Das Haus Zum freundlichen Gesicht war ein Gebäude in Magdeburg im heutigen Sachsen-Anhalt. Es wurde im Zweiten Weltkrieg zerstört und gilt als verlorengegangenes Baudenkmal.[1]

Lage[Bearbeiten | Quelltext bearbeiten]

Es befand sich in der Magdeburger Altstadt an der ehemaligen Adresse Große Münzstraße 13 auf der Südseite der Großen Münzstraße, in einer Ecklage zur Kutscherstraße. In der Vergangenheit war das Grundstück vor einer Umnummerierung als Nummer 8 geführt worden. Heute befinden sich dort die in den 1950er Jahren errichteten Wohnhäuser Große Münzstraße 5 und 7.

Architektur und Geschichte[Bearbeiten | Quelltext bearbeiten]

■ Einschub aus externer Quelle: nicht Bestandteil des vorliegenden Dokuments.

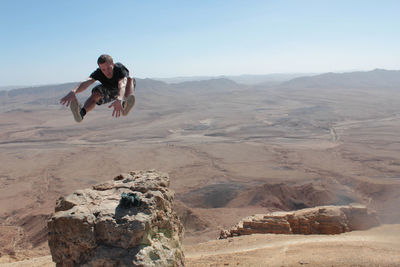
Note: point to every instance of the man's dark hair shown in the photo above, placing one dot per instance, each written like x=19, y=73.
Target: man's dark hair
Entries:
x=105, y=58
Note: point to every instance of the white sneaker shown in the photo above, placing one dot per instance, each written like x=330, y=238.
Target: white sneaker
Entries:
x=128, y=105
x=76, y=111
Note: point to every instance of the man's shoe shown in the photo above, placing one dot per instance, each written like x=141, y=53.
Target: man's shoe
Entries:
x=128, y=105
x=76, y=111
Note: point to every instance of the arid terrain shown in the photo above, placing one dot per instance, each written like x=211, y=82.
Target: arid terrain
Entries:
x=231, y=150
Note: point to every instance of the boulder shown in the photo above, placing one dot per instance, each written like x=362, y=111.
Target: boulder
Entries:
x=318, y=220
x=94, y=227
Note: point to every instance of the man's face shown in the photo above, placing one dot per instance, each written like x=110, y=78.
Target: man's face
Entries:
x=107, y=69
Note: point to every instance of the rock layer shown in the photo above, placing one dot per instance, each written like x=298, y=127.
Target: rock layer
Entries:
x=91, y=228
x=318, y=220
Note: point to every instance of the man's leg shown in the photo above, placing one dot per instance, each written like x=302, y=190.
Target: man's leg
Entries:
x=92, y=100
x=129, y=97
x=130, y=87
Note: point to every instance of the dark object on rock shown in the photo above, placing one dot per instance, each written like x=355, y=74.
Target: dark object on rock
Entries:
x=129, y=200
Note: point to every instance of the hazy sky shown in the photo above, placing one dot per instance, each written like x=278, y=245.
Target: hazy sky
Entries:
x=59, y=41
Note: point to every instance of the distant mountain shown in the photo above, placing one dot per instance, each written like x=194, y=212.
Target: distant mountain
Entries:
x=377, y=78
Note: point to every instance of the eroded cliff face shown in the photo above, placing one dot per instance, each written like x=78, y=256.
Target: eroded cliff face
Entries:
x=318, y=220
x=93, y=227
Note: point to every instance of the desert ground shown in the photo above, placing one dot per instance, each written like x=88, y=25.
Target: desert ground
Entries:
x=230, y=150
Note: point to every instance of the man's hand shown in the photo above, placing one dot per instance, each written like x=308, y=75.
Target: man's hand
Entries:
x=66, y=100
x=117, y=108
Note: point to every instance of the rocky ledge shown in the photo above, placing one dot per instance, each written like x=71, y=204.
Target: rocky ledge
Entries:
x=318, y=220
x=128, y=221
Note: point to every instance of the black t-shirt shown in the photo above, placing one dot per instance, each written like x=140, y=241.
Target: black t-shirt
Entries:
x=119, y=72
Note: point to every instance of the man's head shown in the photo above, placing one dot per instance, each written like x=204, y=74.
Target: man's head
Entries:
x=106, y=64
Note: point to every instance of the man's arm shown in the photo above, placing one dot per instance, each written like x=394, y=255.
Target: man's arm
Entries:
x=66, y=100
x=117, y=104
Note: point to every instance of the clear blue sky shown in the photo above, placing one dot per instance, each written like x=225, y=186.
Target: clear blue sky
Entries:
x=53, y=41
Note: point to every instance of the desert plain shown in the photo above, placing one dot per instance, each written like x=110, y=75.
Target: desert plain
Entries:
x=231, y=150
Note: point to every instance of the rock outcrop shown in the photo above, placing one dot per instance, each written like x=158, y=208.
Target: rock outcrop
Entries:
x=93, y=227
x=318, y=220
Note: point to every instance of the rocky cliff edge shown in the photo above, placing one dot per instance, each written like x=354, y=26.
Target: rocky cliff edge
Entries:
x=128, y=221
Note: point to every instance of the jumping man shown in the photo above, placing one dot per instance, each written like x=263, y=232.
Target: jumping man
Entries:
x=116, y=86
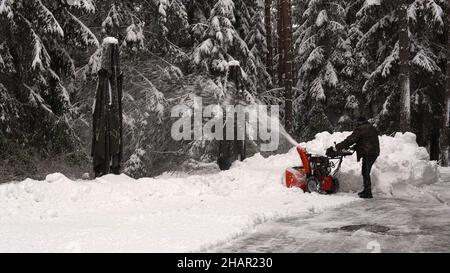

Alexander Erskein (1598–1656)

Das Anwesen war ein Lehn des Klosters Unser Lieben Frauen und gehörte vor dem Jahr 1631 Ebeling Alemann. Später gehörte es seiner Witwe, bevor das Grundstück dann an den Rat der Stadt Magdeburg fiel. Gemeinsam mit dem benachbarten, östlich angrenzenden Grundstück Nummer 14 schenkte es der Rat im Jahr 1647 Alexander Erskein, dem Präsidenten des schwedischen Hofgerichts in Pommern und Assistensrat beim schwedischen Hauptheer in Deutschland. Ziel war es dabei, den als Vermittler zwischen der Stadt und der schwedischen Regierung wirkenden Erskein, günstig für die Belange der Stadt zu stimmen. Seine Erben verkauften das Grundstück an Otto von Guericke junior (1628–1704), dem Sohn Otto von Guerickes, der beim Grundstücksgeschäft auch vermittelte. Das Grundstück war jedoch, wohl in Folge der Zerstörung Magdeburgs im Jahr 1631, wüst und wurde zur Ablagerung von Müll genutzt. Otto von Guericke senior ließ den Platz beräumen und das Grundstück von einer Mauer umgeben. Es wurde dann als Garten genutzt. Auf dem Grundstück des späteren Hauses Zum freundlich Gesicht wurde in der Zeit bis 1695 ein Gebäude errichtet. Es kam dann zu einem Grundstückstausch. Von Guericke gab das Grundstück Große Münzstraße 13 an die Ulrichsgemeinde und erhielt von dieser dafür das Grundstück Georgenstraße 12. Die Ulrichsgemeinde veräußerte das Haus im Jahr 1695 für 350 Taler an den kurbrandenburgischen Münzmeister Johann Christoph von Sehlen. Im Jahr 1725 wurde das Anwesen vom Münzmeister Johann Georg Neubauer für 350 Taler an Christian Grünberg veräußert.[2]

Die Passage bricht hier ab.